You may have heard the phrase “a sound basic education.” North Carolina has the responsibility to give every child in the state an opportunity to one. It was one of the main findings of a long, protracted court case commonly called Leandro. That case confirmed North Carolina’s system for funding schools is good enough for most students, but that the state has failed its most vulnerable kids.

WFAE’s Lisa Worf took a closer look at Leandro, as part of a collaboration with NPR’s project on school funding. She wrote about North Carolina’s pre-kindergarten program that partly arose from that case. Lisa joins Morning Edition host Marshall Terry with a big-picture look at Leandro.


MT: Lisa, how did the Leandro case get started?

LW: Back in 1994, a handful of low-income districts sued the state arguing North Carolina was failing to provide an adequate education to all students, partly by failing to provide districts with enough money. The North Carolina Supreme Court ruled the state had a responsibility to deliver, “a sound basic education.” And the court left it to Superior Court Judge Howard Manning to decide whether that was indeed happening. In 2000, Manning ruled for the most part the state was making good on its promise, and part of that was the way it funded education. 

MT: How did he come to that conclusion?

LW: North Carolina is something of an exception when it comes to school funding. In most states, local property tax accounts for a large part of school money.  Here, the state provides about two-thirds of school districts’ budgets, so you don’t see as much variation in funding levels between districts as in some other states. Plus, at the time the state was already giving districts extra money for what it calls low-wealth districts (that includes many rural counties) and those serving lots of poor kids.   

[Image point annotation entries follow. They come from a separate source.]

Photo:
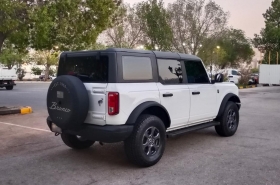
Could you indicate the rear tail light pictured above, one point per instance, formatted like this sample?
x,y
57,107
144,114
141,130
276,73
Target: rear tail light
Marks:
x,y
113,103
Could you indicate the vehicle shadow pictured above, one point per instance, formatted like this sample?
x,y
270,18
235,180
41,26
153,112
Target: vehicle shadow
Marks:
x,y
113,154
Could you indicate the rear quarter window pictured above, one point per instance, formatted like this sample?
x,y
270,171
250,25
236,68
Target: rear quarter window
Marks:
x,y
137,68
88,69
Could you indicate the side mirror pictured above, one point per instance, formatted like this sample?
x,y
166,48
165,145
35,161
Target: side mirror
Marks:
x,y
219,77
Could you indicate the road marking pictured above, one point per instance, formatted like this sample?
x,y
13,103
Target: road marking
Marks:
x,y
38,129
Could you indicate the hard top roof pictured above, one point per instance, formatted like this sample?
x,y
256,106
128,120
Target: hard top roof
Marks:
x,y
158,54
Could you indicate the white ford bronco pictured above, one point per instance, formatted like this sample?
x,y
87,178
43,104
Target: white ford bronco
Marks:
x,y
139,97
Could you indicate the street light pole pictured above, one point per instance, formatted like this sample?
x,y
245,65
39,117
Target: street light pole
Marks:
x,y
277,57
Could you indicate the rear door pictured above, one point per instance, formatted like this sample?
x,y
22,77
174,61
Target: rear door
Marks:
x,y
174,93
203,94
92,70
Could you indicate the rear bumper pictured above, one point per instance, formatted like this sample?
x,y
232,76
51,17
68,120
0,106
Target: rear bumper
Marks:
x,y
107,134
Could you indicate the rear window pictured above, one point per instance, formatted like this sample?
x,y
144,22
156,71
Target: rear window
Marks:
x,y
87,68
137,68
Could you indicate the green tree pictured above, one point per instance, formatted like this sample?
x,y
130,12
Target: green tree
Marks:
x,y
269,37
128,32
194,20
46,58
155,21
229,49
15,21
36,70
71,25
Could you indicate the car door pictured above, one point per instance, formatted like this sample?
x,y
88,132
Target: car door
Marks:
x,y
203,94
174,93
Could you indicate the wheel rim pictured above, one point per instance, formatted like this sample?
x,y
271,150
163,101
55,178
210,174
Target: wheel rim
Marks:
x,y
151,141
231,119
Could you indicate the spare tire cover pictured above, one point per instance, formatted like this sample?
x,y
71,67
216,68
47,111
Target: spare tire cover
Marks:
x,y
67,102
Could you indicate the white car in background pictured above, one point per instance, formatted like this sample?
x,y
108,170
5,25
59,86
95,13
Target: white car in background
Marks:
x,y
233,75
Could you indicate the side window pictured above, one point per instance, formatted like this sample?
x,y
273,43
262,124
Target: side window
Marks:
x,y
137,68
170,71
196,72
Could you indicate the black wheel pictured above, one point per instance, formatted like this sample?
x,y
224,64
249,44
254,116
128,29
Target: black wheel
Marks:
x,y
67,102
9,87
228,121
146,144
76,142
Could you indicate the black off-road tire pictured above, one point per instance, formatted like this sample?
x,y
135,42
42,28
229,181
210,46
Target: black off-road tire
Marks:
x,y
9,87
139,143
74,142
229,120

MT: If North Carolina has a fairly equitable system for funding schools, why is this case still going on today?

LW: Because this case isn’t just about school funding. Manning was very firm about that. Here he is in 2011 speaking to the NC New Schools Project. 

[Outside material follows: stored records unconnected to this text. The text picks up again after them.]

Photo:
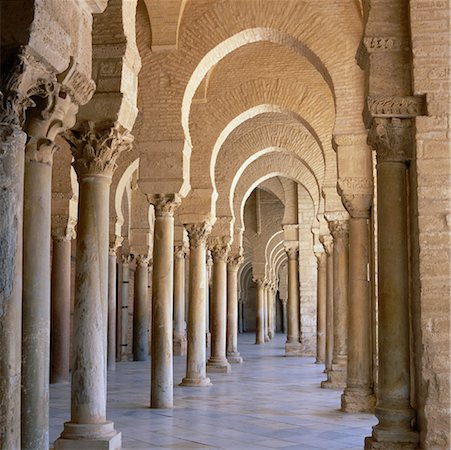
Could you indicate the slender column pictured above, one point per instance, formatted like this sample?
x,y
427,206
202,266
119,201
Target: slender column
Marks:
x,y
12,151
321,307
162,301
293,346
218,361
180,343
60,335
233,355
112,277
259,326
196,356
358,395
124,306
95,152
336,377
141,310
393,141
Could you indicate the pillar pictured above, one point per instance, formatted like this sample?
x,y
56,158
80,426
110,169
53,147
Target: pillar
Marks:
x,y
358,395
179,343
161,386
321,307
336,377
12,151
196,355
141,310
259,328
112,278
393,141
233,355
292,345
218,308
95,150
61,293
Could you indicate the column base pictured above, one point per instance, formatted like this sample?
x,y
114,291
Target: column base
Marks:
x,y
180,346
354,400
234,358
218,365
101,436
196,382
293,349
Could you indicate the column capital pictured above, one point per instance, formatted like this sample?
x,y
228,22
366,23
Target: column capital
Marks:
x,y
392,139
198,233
96,147
165,204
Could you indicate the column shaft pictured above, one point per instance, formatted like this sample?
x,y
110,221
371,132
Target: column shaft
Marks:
x,y
358,395
12,145
112,278
196,355
61,287
141,310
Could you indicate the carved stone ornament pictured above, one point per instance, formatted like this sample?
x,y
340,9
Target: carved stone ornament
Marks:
x,y
392,139
198,233
165,205
96,147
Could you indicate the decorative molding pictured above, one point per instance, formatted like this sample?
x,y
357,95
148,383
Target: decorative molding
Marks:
x,y
392,139
96,147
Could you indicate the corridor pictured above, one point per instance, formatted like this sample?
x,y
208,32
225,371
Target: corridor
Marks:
x,y
271,401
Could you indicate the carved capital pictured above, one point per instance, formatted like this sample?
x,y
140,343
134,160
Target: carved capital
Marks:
x,y
96,147
392,139
198,233
165,205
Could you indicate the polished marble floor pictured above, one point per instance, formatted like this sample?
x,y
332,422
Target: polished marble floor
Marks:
x,y
269,402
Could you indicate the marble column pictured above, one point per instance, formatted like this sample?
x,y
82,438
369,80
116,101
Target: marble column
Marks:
x,y
61,293
321,307
259,326
161,386
292,345
393,140
12,152
196,355
141,310
358,395
233,355
328,247
112,278
218,308
124,307
336,377
95,150
180,342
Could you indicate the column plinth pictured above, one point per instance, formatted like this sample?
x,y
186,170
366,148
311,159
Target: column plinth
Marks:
x,y
196,355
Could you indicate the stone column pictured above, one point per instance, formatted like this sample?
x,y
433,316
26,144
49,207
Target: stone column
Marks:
x,y
43,127
112,277
61,288
293,346
233,355
321,308
196,356
393,140
162,301
141,310
358,395
124,307
336,378
328,247
12,146
259,328
218,308
180,343
95,151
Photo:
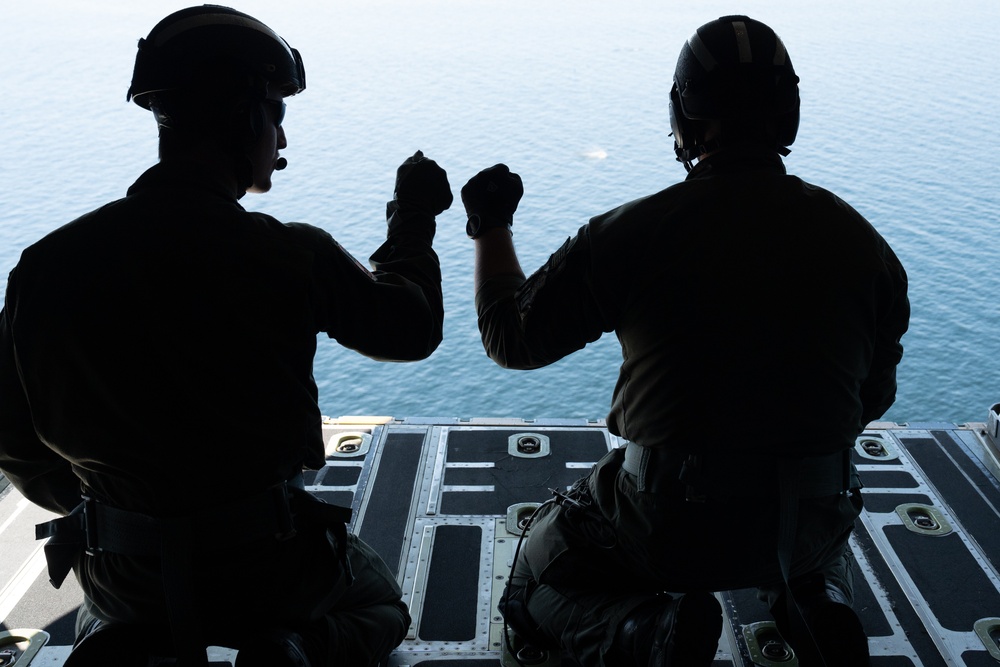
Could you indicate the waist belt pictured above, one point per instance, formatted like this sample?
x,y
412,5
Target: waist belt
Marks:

MANNING: There’s still lawyers in this case today that think money is the panacea for everything. They still don’t understand this is not a money case. This is a quality case.

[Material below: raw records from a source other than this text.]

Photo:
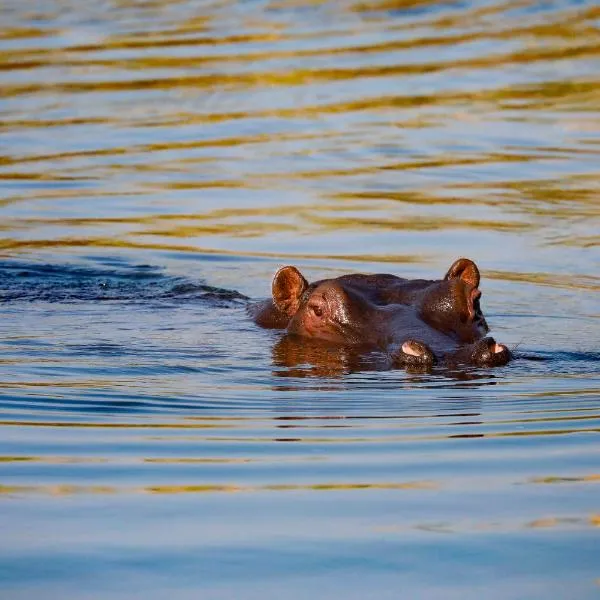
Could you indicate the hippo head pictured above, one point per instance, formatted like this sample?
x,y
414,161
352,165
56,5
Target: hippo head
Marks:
x,y
328,309
452,305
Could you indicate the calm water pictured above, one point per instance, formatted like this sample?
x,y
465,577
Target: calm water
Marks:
x,y
158,162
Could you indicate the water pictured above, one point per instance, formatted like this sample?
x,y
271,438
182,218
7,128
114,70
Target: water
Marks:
x,y
158,162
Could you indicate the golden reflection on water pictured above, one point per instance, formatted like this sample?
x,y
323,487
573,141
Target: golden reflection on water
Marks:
x,y
360,120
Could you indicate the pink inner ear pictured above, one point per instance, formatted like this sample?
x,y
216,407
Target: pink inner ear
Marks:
x,y
471,304
288,286
465,270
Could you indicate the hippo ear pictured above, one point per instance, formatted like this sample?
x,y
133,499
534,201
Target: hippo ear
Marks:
x,y
465,270
288,287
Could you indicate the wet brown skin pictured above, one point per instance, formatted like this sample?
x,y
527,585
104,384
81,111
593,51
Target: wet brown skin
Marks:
x,y
417,322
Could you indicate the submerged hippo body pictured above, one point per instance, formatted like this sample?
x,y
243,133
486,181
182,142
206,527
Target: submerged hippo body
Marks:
x,y
418,322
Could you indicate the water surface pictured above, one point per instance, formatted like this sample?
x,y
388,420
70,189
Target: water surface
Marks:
x,y
158,162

MT: So how do you judge quality? 

LW: Yes, that’s a much more complicated answer than just assigning a number to fix the problem. To assess that Manning looked at a lot of different things like curriculum, teacher certification, and, perhaps most importantly, test scores. Part of what this case did was cement level 3 on end-of-grade and course exams as one way to show students are getting a good education.  At that time more than a quarter of students weren’t making the grade and many of them were those Manning referred to as “at risk”- kids with disabilities, living in poverty, or learning English as a second language. And he concluded the state was failing them. 

MT: How did North Carolina try to remedy the problem?

LW: Manning made it clear the state couldn’t just write a check. It needed a plan. Free pre-school was a big part of it. The state began offering free pre-kindergarten to its most disadvantaged students. At peak enrollment in 2008, the state spent about $170 million to serve about 35,000 kids. Those numbers have dropped in recent years. The state also wanted to make it easier for struggling schools to attract good teachers, train them, and reduce class sizes, so they agreed to send some additional money to low-wealth counties and those like Charlotte-Mecklenburg Schools with lots of kids from low-income families.

MT: So what kind of impact has Leandro had for students, especially low-income ones?

LW: That’s difficult to calculate.  Education policy and spending is so complicated and this is just one piece of the puzzle. If you look at how North Carolina students score on what’s called the nation’s report card, scores are higher overall, but that achievement gap between poor children and their better-off classmates is still just as wide. Eddie Speas, a lawyer who initially fought the lawsuit on behalf of the state says what it certainly did is this: it set a benchmark that the legislature has to meet to fulfill the state’s responsibility of offering all students a sound basic education. The courts continue to monitor that.